Illustration ST 17 shows a simplified version of a liquid chromatograph. A pure liquid, or a mixture of liquids (A) of known composition is pumped via a piston pump (B) and an injector (C) through a column (D), passed through a detector (E) and finally collected in a recuperation vessel.

The mixture to be separated, in solution form, is injected into the elutant flow using a syringe (volume : 1 - 100 µl) via the injector (C). The elutant carries the mixture along with it to the entrance to the column. The separation then begins. The various components separate according to their differing relative affinities for the column packing and the elutant. The separation process is analogous to that described in the thin-layer method of ST 16. The particles that have the least affinity for the column packing leave the column first. This is associated with the concept "retention time". Those that leave the column first have the shortest retention time. Those with the greatest affinity for the column packing leave the column last or put otherwise elute with the longest retention time.

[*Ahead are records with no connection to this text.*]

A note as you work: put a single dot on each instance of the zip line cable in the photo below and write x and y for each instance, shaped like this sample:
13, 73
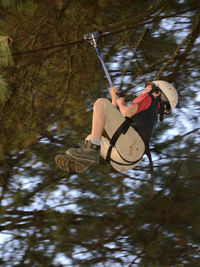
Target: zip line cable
102, 34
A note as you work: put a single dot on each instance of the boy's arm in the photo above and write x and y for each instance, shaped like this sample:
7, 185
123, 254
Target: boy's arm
127, 111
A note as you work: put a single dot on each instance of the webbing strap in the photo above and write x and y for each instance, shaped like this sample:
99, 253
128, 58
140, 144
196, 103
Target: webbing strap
123, 128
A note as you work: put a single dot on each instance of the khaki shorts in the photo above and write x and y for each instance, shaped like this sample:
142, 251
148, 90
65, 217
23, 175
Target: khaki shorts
130, 145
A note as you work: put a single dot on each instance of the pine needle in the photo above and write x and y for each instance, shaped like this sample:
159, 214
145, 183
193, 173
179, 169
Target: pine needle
18, 4
3, 90
5, 53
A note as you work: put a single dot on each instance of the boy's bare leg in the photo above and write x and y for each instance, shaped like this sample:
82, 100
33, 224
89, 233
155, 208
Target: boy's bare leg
92, 150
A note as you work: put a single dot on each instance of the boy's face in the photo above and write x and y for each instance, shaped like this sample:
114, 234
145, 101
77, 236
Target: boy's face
147, 89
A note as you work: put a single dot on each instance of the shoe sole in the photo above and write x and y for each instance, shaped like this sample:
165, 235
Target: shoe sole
81, 159
69, 164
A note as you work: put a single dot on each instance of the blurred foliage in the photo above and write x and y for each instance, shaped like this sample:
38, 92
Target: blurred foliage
100, 218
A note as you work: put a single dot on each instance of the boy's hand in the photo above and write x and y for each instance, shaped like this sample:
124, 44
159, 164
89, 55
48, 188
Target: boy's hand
113, 91
120, 101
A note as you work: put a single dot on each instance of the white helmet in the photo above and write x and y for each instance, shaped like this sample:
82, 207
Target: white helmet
169, 94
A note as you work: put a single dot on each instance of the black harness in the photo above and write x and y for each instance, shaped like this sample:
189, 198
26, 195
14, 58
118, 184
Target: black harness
123, 128
132, 122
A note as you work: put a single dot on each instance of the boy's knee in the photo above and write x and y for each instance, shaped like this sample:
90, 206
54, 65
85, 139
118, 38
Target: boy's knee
101, 101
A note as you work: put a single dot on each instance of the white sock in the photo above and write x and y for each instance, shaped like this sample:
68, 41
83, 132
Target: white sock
96, 141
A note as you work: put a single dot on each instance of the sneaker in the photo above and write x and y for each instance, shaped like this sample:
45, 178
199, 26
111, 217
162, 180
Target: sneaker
89, 153
69, 164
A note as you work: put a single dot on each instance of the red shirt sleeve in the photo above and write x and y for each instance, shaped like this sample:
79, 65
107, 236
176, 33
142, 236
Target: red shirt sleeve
143, 101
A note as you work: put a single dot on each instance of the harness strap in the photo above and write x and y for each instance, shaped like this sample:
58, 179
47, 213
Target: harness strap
123, 128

The components that leave the column, the eluted components, are registered as peaks by a detector that is connected to a recorder (F) or a PC. The most common type of detector in liquid chromatography is based on the absorption of radiation by the components. The amount of absorbed radiation is directly proportional to the quantity of component present. The basic column packing consists of porous beads of chemically modified or unmodified silica gel (SiO₂). These beads have a diameter varying between 3 and 10 µm. The column diameter varies between 2.1 and 4.6 mm and the column length between 10 and 30 cm for standard columns. The elutants are either mixtures of organic solvents or mixtures of water with water- soluble organic solvents. In the latter case (in)organic salts are also frequently added to the elutant.